I was there on Thursday, and watched a lot of the tournament over the weekend. Are the members at Congressional upset over the low scores, especially since the USDA did seem to set the course up the last day to play easier? I have to believe the players will pay for these scores next year at Olympic (as they did at Winged Foot after Miller's 63 at Oakmont).

George said...

I really do not care if any international players play on the United Stated PGA Tour. We have a right to set our requirements, and one must meet them if he wants to play here...and make a ton of money. Am I provincial? Probably, but I am an American first. Any one can join us...we have the best country on the face of the earth...but we can set the rules to live here, and to play here.

Anonymous said...


Many of those who cover golf now are sharing that they always thought He Who Must Not Be Named was a jerk. Other than you, how many of those reporters, columnists, and/or bloggers actually had a discouraging word to say on the record about You Know Who prior to his crack-up?

I guess it illustrates the adage to remember to considering being nice to those you pass on the way up since you may meet them again on the way back down

TomWalsh said...

Congo needs to cut down at least half of their trees. Get some air moving or they will always be soft esp after any rain. I liked the look of the course. I didn't like the huge ball marks and the huge divots on the bent fairways.

Rory would have killed every cat in the alley no matter the weather.

Ryan said...

Seeing as how Tiger hasn't won a Major since '08, it was kinda irritating that the announcers referenced at all he wasn't there in a competitive sense. The only thing his presence would have done is suck some of the wind out of the media getting true quotes from Rory and us learning about him. It would have been them asking Tiger about Rory, and Rory responding to what Tiger would have said about him. At least without Tiger there the references were more for historical nature by the media to him, not a back and forth on press conference vs. press conference.

The fresh air was welcomed and breathable without Tiger's suffocation as a bystander, as he would have been like the other golfers.

Brian said...

Although McIlroy is a great player and a great person, this win was diminished in my eyes because it didn't seem like a US Open because of the soft conditions and lower-cut rough. I can't wait till Olympic Club because that will hopefully be a truer test than this past week at Congressional.

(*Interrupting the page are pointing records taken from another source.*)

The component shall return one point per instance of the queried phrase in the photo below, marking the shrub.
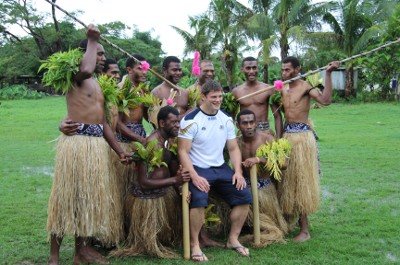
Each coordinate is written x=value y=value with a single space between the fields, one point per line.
x=19 y=92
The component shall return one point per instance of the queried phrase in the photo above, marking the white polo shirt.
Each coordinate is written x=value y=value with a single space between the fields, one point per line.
x=209 y=134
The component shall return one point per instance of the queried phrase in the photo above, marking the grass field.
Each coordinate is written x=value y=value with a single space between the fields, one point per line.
x=358 y=221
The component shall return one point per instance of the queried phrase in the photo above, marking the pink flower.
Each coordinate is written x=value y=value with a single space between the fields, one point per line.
x=144 y=66
x=278 y=84
x=195 y=65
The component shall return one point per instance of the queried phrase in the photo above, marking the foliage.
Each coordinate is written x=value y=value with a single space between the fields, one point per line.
x=150 y=154
x=19 y=92
x=276 y=154
x=61 y=67
x=129 y=97
x=109 y=88
x=229 y=104
x=194 y=97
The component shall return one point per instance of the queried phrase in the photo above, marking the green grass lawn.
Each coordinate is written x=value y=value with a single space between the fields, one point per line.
x=358 y=221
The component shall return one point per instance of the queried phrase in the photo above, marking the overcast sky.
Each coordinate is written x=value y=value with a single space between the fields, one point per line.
x=147 y=15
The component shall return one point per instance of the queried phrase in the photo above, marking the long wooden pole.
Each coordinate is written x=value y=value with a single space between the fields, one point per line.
x=114 y=46
x=256 y=210
x=185 y=220
x=320 y=69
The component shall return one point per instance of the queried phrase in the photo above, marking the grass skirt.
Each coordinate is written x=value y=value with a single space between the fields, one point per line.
x=298 y=190
x=154 y=224
x=272 y=223
x=124 y=173
x=83 y=198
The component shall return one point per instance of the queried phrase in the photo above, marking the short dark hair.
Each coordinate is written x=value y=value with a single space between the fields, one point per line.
x=107 y=64
x=210 y=85
x=248 y=59
x=244 y=112
x=170 y=59
x=293 y=60
x=130 y=62
x=164 y=112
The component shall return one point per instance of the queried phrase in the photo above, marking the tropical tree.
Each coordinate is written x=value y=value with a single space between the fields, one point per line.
x=227 y=28
x=355 y=25
x=220 y=30
x=278 y=23
x=199 y=41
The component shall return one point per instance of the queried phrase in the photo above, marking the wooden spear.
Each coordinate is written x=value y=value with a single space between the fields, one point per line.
x=256 y=210
x=185 y=220
x=319 y=69
x=115 y=46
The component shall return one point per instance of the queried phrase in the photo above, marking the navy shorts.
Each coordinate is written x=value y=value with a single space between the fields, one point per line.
x=220 y=180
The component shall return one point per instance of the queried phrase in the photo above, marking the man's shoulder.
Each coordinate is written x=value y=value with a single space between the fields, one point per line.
x=237 y=90
x=191 y=115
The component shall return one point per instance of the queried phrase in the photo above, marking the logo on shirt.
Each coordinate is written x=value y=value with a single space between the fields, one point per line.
x=184 y=130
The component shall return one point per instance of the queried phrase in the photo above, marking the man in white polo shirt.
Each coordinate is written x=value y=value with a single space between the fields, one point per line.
x=203 y=135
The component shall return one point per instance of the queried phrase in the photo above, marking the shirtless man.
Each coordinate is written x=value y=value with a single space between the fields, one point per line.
x=206 y=73
x=273 y=225
x=299 y=189
x=111 y=69
x=152 y=232
x=258 y=104
x=80 y=176
x=173 y=72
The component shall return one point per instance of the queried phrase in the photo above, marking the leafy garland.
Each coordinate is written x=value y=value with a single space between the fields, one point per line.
x=110 y=91
x=129 y=97
x=315 y=81
x=149 y=154
x=61 y=67
x=230 y=103
x=276 y=154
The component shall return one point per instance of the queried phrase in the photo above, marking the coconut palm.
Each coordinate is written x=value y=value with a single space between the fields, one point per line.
x=228 y=27
x=200 y=40
x=357 y=24
x=277 y=23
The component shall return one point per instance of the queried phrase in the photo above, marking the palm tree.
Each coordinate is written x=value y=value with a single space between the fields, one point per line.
x=221 y=29
x=358 y=24
x=277 y=23
x=227 y=25
x=200 y=40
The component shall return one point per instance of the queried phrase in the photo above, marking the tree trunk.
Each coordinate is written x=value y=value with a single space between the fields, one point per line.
x=349 y=90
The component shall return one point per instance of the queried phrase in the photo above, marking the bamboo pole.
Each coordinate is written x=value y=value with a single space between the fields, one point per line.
x=114 y=46
x=320 y=69
x=256 y=210
x=185 y=217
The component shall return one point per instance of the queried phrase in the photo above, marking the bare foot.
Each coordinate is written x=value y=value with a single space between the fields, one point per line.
x=90 y=251
x=303 y=236
x=205 y=241
x=241 y=250
x=88 y=255
x=199 y=257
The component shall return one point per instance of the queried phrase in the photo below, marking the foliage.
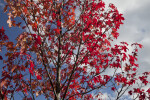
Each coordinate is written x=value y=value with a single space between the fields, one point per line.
x=65 y=52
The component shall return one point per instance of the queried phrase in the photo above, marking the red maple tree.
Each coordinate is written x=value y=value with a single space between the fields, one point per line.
x=65 y=52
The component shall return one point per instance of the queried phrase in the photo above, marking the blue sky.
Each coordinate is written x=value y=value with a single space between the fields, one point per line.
x=136 y=27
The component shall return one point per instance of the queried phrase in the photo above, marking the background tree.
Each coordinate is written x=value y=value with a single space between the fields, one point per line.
x=65 y=52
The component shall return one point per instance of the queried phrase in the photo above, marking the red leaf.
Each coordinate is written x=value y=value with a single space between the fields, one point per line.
x=39 y=77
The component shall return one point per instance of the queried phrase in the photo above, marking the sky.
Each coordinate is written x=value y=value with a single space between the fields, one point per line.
x=136 y=27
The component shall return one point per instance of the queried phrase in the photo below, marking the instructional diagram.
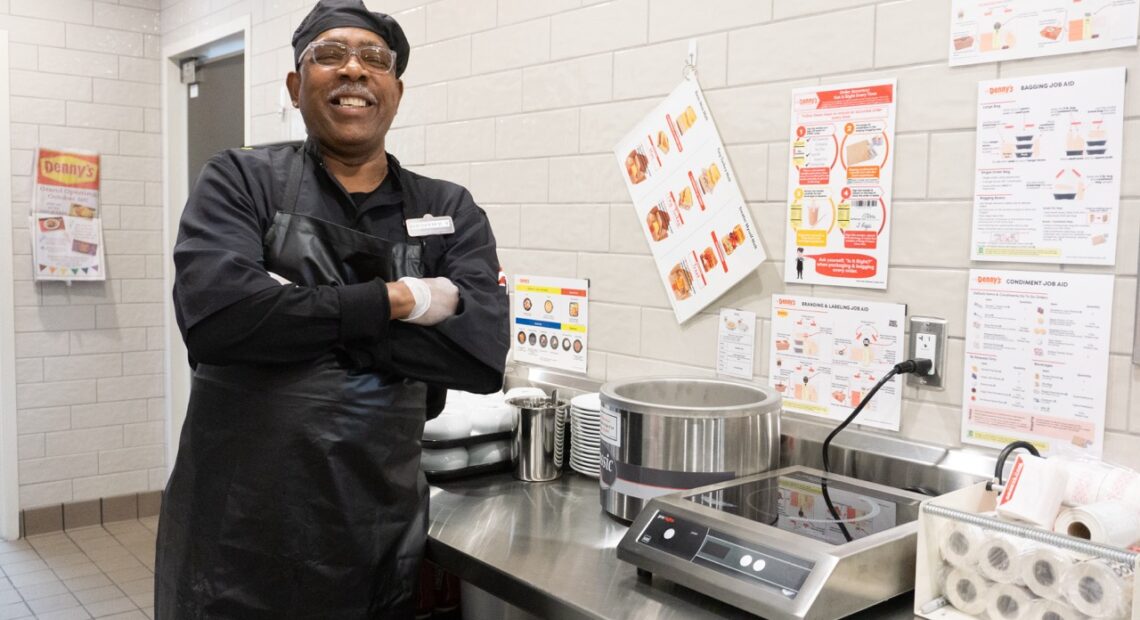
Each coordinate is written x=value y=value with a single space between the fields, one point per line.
x=839 y=179
x=1036 y=359
x=551 y=321
x=1048 y=168
x=693 y=213
x=987 y=31
x=827 y=353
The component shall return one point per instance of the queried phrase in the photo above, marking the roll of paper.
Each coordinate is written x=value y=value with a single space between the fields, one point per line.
x=960 y=543
x=1008 y=602
x=1051 y=610
x=1099 y=589
x=967 y=592
x=1042 y=570
x=1034 y=491
x=1000 y=559
x=1090 y=481
x=1110 y=522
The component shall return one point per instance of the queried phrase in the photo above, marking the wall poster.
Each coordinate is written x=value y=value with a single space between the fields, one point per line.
x=987 y=31
x=1048 y=168
x=825 y=355
x=839 y=176
x=689 y=202
x=551 y=317
x=1036 y=359
x=66 y=229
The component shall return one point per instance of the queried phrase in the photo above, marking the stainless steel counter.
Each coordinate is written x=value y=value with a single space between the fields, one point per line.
x=550 y=549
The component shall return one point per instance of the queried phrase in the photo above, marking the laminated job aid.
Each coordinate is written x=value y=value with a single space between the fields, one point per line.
x=1000 y=557
x=1099 y=589
x=1043 y=609
x=1034 y=491
x=967 y=592
x=959 y=544
x=1110 y=522
x=1008 y=602
x=1042 y=570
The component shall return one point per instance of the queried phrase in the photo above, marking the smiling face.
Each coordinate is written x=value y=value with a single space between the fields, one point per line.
x=350 y=108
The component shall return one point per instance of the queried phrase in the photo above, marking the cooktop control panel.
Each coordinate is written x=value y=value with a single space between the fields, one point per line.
x=706 y=547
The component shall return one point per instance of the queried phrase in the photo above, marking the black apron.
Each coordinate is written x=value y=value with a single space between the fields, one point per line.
x=298 y=491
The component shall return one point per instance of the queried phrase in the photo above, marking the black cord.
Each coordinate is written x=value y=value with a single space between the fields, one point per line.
x=836 y=431
x=1004 y=455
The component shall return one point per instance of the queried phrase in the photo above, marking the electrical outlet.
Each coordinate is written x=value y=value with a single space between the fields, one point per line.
x=928 y=340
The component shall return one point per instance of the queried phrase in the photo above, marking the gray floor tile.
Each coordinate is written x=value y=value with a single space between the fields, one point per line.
x=108 y=608
x=97 y=595
x=76 y=613
x=42 y=590
x=32 y=579
x=139 y=586
x=72 y=571
x=17 y=556
x=7 y=546
x=129 y=616
x=87 y=582
x=53 y=603
x=130 y=574
x=24 y=568
x=11 y=612
x=65 y=559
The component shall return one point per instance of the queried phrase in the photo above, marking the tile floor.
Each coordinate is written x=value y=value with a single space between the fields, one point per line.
x=103 y=571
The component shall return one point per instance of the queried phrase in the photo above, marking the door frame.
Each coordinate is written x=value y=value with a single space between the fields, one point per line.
x=176 y=190
x=9 y=447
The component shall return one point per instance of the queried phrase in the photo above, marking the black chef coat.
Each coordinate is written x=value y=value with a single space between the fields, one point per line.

Thanks for not being hyperbolic about this win like the rest of the media.

Brian said...

John, I was wondering what you thought about only having 2 Americans or less in the top 6 for the 3rd major out of 4? Is American golf in trouble heading forward?

Mr. X said...

Apparently Rory's ex-girlfriend showed up unannounced in Augusta sometime before his Sunday round. Just imagine if the kid runs the table on the Majors this year.

Taha said...

Curious to read your thoughts about the NBA Finals and Stanley Cup Finals

Anonymous said...

State of American Golf: Rickie Fowler, Day 665 without a win.

Mr. X said...

Sorry to see Lindsay Czarniak going to Bristol.

Anonymous said...


Who was the last guy to get Jesus status from the media and the sponsors? Tiger Woods......was so adoring and such a fine example of a man. Really John, you as a 24 hour journalist is forced to create copy. When sports writers start to opine and report on morals, the great champions are put at risk. Rory, we want his morals more than his cut throat championship golf. What's the chance he could walk away with Byron Nelson status and the majors, remembering that the Lord Byron retired in his prime. If Rory truly is of what champions are made of and he matches the golf world's need for Jesus to be the greatest player, he truly will be the first. My benchmark for greatness is at least nineteen majors. Journalism is forced to say that two or three is what new champions are made of. Jesus is coming.....just not is golf.